Scarcely believably, by the time I'd got back to the car and taken some of my frustration out on a pork pie and a couple of spicy Peperamis, I'd clocked up almost six miles of fruitless and increasingly enraged and waterlogged wanderings (roughly clockwise in the map below). I was reminded of our doomed attempts (in similar weather) to bag the couple of seemingly innocuous Munros behind our holiday cottage in Ballachulish in 2011.

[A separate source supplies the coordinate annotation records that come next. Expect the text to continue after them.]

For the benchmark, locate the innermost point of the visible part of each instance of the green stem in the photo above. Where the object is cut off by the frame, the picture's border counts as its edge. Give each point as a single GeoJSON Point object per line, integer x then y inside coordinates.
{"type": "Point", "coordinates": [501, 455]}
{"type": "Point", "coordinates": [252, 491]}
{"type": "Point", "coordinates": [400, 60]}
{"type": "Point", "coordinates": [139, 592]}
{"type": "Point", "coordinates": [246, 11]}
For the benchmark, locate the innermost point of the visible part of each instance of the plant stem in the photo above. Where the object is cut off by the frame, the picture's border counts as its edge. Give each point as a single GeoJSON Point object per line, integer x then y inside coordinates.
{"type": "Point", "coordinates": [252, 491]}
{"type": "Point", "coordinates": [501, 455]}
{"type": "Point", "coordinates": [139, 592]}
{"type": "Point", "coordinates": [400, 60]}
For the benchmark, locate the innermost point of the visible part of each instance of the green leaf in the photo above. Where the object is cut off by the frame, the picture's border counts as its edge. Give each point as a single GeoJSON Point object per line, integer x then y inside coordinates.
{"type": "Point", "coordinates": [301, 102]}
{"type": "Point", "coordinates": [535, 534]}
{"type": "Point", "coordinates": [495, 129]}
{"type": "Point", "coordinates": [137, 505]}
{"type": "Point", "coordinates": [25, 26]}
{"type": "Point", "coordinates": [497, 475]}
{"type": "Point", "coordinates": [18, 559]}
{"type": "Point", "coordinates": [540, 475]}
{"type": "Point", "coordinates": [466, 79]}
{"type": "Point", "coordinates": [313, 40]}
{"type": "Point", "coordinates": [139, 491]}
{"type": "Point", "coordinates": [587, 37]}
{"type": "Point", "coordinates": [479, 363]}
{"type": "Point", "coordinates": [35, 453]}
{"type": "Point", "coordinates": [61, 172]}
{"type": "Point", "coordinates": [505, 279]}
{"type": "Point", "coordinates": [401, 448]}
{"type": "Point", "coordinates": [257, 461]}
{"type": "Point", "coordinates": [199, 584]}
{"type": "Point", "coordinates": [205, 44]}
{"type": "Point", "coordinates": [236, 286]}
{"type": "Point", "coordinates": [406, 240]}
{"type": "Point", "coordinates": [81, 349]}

I couldn't just give up and go home, though, partly because it was only lunchtime and there'd be a very real danger of still catching the tail-end of the coronation coverage, but also because I wanted to do a thing that actually achieved its original objective, however modest. As luck would have it my route back took me past the Fro car park, which is conveniently placed for a furious up-and-back assault on the Sugar Loaf from its north-eastern slopes, an angle from which, as it happened, I'd never been up it before (previous ascents were from south and, erm, also south).
The weather was still pretty shitty - not quite as rainy but very misty - but on a nicer day this would be a pretty good route up, nice steady ascent, probably some nice views. The only drawback is that there isn't an obvious way of making it a non-step-retracing circular walk without incurring a significant amount of low-level tedium at either start or end. I wasn't in the mood to worry about this and just smashed straight up, bagged the trig point and then came straight back down by the same route, four miles round trip, bish bosh, sorted.
So, lessons: don't assume that getting to the start point will be straightforward, do as much research as you can but be prepared to be thwarted and have to replan either in a minor way or in a completely wholesale throw-plans-away-and-start-again way, do take an actual map in case of mobile signal blackspots, don't be put off by a bit of rain but do take some appropriate wet-weather gear and if you get completely fucked over doing your original thing, go and do another thing. As a life philosophy there's not quite as much there as there is in playing French cricket, but it's still good.